You would also need to live in a home for three years or more to break even on comparable rent in Baltimore, Boston, New York, San Jose, San Diego and Los Angeles, according to the report.
But Cleveland, San Antonio, Kansas City, Houston, Atlanta, Detroit, and Indianapolis — along with Dallas — are cities where the break-even period is 1.5 years or less.
However, home affordability may be slipping away within the next 2 years
But two years is also a benchmark for another important home buying timeline. In an analysis of national price appreciation and household income, Black Knight Financial Services finds home affordability to currently be favorable by historical standards, but headed in the wrong direction within the next couple of years.
Today, 21% of median income is required to purchase a median-priced home with a 30-year fixed-rate mortgage. That’s down from 33% in 2006 and still below the average of 26% in the “stable years before the housing bubble,” the research firm says.

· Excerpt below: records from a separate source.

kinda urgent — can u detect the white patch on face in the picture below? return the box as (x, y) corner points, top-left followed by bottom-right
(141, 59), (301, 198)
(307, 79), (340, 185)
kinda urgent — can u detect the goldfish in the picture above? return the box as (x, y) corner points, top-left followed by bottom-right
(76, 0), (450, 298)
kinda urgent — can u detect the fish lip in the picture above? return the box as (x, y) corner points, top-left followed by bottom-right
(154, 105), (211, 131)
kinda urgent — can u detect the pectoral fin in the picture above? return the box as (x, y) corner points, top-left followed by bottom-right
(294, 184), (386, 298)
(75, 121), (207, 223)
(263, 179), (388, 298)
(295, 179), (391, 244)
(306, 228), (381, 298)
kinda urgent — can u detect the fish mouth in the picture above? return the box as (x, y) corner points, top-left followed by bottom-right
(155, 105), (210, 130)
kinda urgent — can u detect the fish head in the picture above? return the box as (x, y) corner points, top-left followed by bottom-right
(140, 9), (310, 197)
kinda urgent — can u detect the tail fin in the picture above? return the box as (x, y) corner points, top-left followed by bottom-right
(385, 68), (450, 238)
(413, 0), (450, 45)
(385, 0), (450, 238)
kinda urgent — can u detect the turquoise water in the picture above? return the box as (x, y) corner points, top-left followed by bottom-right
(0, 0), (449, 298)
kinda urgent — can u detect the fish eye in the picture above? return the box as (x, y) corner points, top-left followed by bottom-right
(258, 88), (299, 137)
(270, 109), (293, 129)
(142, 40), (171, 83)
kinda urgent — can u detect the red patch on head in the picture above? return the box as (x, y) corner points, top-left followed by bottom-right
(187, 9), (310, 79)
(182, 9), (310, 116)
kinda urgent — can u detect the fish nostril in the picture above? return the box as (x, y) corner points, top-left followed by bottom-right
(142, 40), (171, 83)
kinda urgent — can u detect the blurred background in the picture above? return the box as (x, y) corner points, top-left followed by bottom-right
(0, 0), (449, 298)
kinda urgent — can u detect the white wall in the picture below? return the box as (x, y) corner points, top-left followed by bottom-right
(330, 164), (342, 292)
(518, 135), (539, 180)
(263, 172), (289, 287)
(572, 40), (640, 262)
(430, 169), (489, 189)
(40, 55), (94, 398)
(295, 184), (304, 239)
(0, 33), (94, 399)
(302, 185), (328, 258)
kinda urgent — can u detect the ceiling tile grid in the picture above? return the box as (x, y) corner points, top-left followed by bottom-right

However, considering the current rate of home price appreciation, combined with a half-point (0.5%) annual increase in mortgage interest rates, the near-term forecast is not so optimistic.
“We see that in two years home affordability will be pushing the upper bounds of that pre-bubble average,” says Black Knight senior vice president Ben Graboske. “At the state level under that same scenario, eight states would be less affordable than 2000-2002 levels within 12 months and 22 states would be within 24 months.”
The firm says both Hawaii and Washington, D.C., are already less affordable than they were during the pre-bubble real estate market.
If home prices and interest rates continue to rise at the same pace, nationally, the average monthly payment on the median home will rise by $114 within 12 months and would be $240 more per month in 24 months.